Franklin Delano Roosevelt once said, “There is nothing to fear but fear itself.” Given the world we live in today, it doesn’t seem as though these words are easy to live by. Humans have used science to create bombs that could wipe out the entire living population as we know it, and they have assembled guns equipped to riddle hundreds with bullets at the pull of a trigger. We have bred communists, terrorists, rapists and any number of “-ists” whose minds are seemingly unhinged and dangerous.
The reality, however, is that FDR was and remains to be correct in his statement. Due to the overabundance of life-threatening dangers in our world, there is no use expending energy cowering in fear of their presence. The truth is, no matter where you live or travel to in the world, these evils are very much at large. So there is no use in letting them deter you from doing what you want to do and being where you want to be.
Before I left for Europe, I had concerned friends and relatives frantically contacting me requesting I be safe and extra cautious of my surroundings, as Europe has seen travesties that have marked it “unsafe” in recent months. Yet, while in Europe, the first major catastrophe I heard happened right here, in the United States. The mass murder that was the Orlando nightclub shooting shocked the world. How could something so real and so tragic happen in our own backyard?
The reality, though, is that the technologies that we face everyday, have the capacity to destroy our lives as we know it. With the invention of the nuclear bomb, we were able to figure out a riddance of human life in a matter of seconds. The threat upon our lives has been prevalent for years now, but only in recent years has it sincerely stricken those whom it wasn’t believed to have touched.

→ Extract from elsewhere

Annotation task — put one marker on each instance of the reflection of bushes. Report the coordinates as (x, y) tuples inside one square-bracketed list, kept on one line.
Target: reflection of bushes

If you live your life in fear of that which is capable of ending all that you know, you are not living life to the fullest. The fears that constantly surround us and consume our lives are at large in every arena we enter; this is no battle between rich and poor, between strong and weak. We face these fears because we are human, and will continue to do so until we breathe our last breath. It is ultimately up to us how we spent our last moments. Live each day to the fullest, for each may be your last. But don’t hold out, for you may regret that which you may have had.